Durante o evento, Pagliarini apresentou a 1° Pesquisa Nacional de Perfil das Agências de Propaganda, que ouviu 747 agências, e  o resultado das sessões de Design Thinking realizadas com cerca de 160 diretores e donos de agências de todo o Brasil. A partir destes estudos, se tornou possível enxergar como as agências brasileiras estão atuando e o que é necessário transformar para melhorar a atividade. “É a primeira pesquisa desse porte. Os resultados nos mostram o status atual e o projetado, além dos gaps que as agências podem superar para melhorar a sua atuação”, afirmou.

 

Setor varejista precisa ser mais explorado pelas agências

Quem são as agências brasileiras? Elas têm tempo médio de existência de 16 anos e quase 90% trabalham de forma independente – ou seja, não integram algum grupo empresarial. Além disso, em média cada agência tem 15 clientes e 16 contas. De acordo com a pesquisa, em 2014, as agências perderam 2 contas, mas conseguiram conquistar mais 4 novos clientes. Saldo positivo para a propaganda! No Sul, a média foi de 3 contas conquistadas para 2 a menos. O estudo revela um comportamento homogêneo em todo o país: aos números entre conquistadas e perdidas foram muito próximos nas diferentes regiões estudadas.

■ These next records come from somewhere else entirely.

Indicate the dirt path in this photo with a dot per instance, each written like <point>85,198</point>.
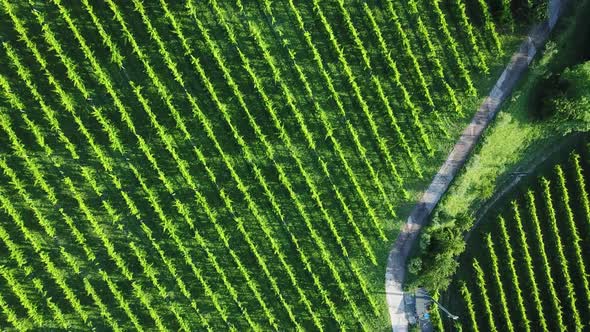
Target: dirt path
<point>396,262</point>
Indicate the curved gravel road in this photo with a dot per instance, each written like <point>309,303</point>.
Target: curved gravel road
<point>396,262</point>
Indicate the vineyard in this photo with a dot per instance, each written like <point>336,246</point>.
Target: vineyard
<point>230,165</point>
<point>530,272</point>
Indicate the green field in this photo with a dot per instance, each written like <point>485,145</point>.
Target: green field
<point>527,266</point>
<point>215,165</point>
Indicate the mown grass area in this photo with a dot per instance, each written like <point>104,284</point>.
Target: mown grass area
<point>517,139</point>
<point>223,165</point>
<point>540,253</point>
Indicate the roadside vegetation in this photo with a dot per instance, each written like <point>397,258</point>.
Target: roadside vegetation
<point>545,115</point>
<point>225,165</point>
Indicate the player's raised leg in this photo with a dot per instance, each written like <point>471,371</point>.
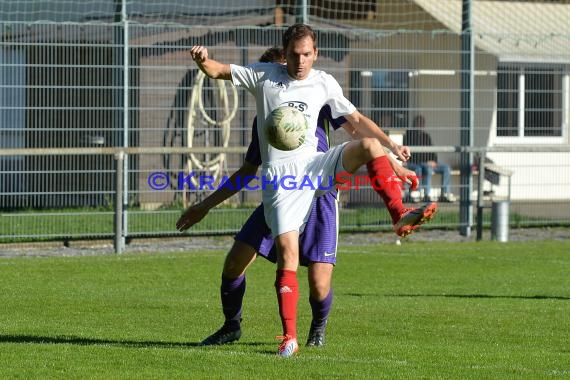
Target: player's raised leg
<point>370,152</point>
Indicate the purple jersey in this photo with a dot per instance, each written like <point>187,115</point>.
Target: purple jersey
<point>318,241</point>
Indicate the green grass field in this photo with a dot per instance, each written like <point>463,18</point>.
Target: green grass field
<point>421,310</point>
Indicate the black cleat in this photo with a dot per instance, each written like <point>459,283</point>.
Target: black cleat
<point>316,336</point>
<point>223,336</point>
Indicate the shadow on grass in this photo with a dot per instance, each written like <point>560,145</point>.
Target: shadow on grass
<point>535,297</point>
<point>104,342</point>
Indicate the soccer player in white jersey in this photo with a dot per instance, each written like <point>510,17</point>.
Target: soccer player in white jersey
<point>286,210</point>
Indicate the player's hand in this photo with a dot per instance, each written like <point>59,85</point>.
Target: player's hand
<point>199,53</point>
<point>407,175</point>
<point>191,216</point>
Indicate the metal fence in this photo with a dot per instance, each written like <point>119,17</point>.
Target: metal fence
<point>98,77</point>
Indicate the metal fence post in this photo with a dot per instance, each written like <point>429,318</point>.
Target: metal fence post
<point>500,220</point>
<point>119,241</point>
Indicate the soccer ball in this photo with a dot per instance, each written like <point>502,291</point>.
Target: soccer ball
<point>286,128</point>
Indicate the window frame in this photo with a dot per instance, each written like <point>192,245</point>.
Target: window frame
<point>520,138</point>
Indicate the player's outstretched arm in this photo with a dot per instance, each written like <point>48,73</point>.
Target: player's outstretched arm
<point>198,211</point>
<point>210,67</point>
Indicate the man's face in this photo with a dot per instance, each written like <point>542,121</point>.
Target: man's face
<point>300,56</point>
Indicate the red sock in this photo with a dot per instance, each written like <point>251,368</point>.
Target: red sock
<point>287,288</point>
<point>380,172</point>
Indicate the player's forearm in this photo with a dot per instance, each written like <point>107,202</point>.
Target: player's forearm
<point>214,69</point>
<point>210,67</point>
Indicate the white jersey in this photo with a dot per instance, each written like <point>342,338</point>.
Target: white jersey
<point>273,88</point>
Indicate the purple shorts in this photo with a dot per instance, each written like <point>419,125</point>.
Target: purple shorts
<point>317,243</point>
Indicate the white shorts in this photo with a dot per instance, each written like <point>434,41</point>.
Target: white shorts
<point>291,184</point>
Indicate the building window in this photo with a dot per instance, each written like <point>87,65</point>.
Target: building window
<point>529,101</point>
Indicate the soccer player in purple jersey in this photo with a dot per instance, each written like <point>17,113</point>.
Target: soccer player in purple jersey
<point>287,210</point>
<point>317,242</point>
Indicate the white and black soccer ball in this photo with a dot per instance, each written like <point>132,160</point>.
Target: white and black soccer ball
<point>286,128</point>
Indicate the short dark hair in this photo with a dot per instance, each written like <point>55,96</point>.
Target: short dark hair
<point>273,54</point>
<point>297,32</point>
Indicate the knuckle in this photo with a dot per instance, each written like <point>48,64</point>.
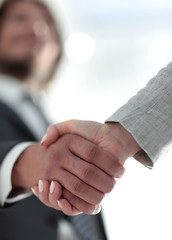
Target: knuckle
<point>78,187</point>
<point>99,199</point>
<point>111,185</point>
<point>88,173</point>
<point>92,152</point>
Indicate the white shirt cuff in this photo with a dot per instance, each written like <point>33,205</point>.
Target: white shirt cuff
<point>6,171</point>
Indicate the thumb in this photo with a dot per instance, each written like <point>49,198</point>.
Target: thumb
<point>85,129</point>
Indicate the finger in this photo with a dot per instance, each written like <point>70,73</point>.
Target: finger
<point>67,208</point>
<point>80,188</point>
<point>86,129</point>
<point>35,190</point>
<point>79,204</point>
<point>43,191</point>
<point>51,136</point>
<point>90,174</point>
<point>97,156</point>
<point>55,193</point>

Os setores que mais anunciaram entre 2014 e 2015 no Brasil foram varejo, governo e empresas públicas e serviços privados. No sul, o varejo é responsável por injetar 70% das verbas de anúncio. Produto de consumo e indústria são que menos anunciam, sendo considerados os setores responsáveis pelo declínio da receita das agências em 2015. De acordo com a pesquisa, o maior potencial de crescimento para o ano corrente está atrelado ao varejo. Já indústria, imobiliário e produtos de consumo são vistos como pouco relevantes para 2016. “Se a sua agência ainda não trabalha com varejo, estude fortemente atuar neste mercado”, afirma Pagliarini.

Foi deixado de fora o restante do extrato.